Google Researchers Use Different Design Decisions To Make Transformers Solve Compositional NLP Tasks


At present, advanced neural network architectures achieve state-of-the-art (SOTA) performance in many complex natural language processing (NLP) tasks. However, they struggle to capture the compositional structures in natural language, thereby exhibiting a low amount of compositional generalization. Compositional generalization is the ability to learn a set of basic primitives and combine them in more complex ways than seen during training.

A new Google study investigates the design space of transformer models to solve natural language compositional tasks. The team proposes that different design decisions provide inductive biases that enable models to generalize to certain symmetries in input data. This approach has been observed to significantly improve compositional generalization in language and algorithmic tasks. 

The resulting models are reported to achieve state-of-the-art performance on semantic parsing compositional generalization and string edit operation composition benchmarks.

In their recent research, the team focuses on a conventional transformer model with an encoder and decoder. When a sequence of tokens is supplied into the model, the transformer network generates a sequence of tokens one by one using predictions based on the decoder’s output distribution. 

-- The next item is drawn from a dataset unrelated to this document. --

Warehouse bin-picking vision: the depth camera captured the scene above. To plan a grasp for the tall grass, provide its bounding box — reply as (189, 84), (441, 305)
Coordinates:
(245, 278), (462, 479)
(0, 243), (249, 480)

The compositional generalization challenge has been considered as a general out-of-distribution generalization problem by many early scholars. This concept caught the interest of Google researchers, who propose that differing transformer architectural choices will give models distinct inductive biases, causing them to be more or less likely to detect symmetry.

The researchers use different architectural configurations to evaluate the transformer’s compositional generalization abilities. These configurations include:

  1. The type of position encodings
  2. The use of copy decoders
  3. Model size
  4. Weight sharing
  5. The use of intermediate representations for prediction

They used sequence-level accuracy as a metric in the evaluation process.


The results demonstrate that changing the design decisions increases its accuracy to up to 0.527. The team achieves SOTA performance on the COGS dataset with a classification accuracy of 0.784. Furthermore, the model achieves SOTA results on the productivity and systematicity splits of PCFG with an accuracy of 0.634 and 0.828, respectively.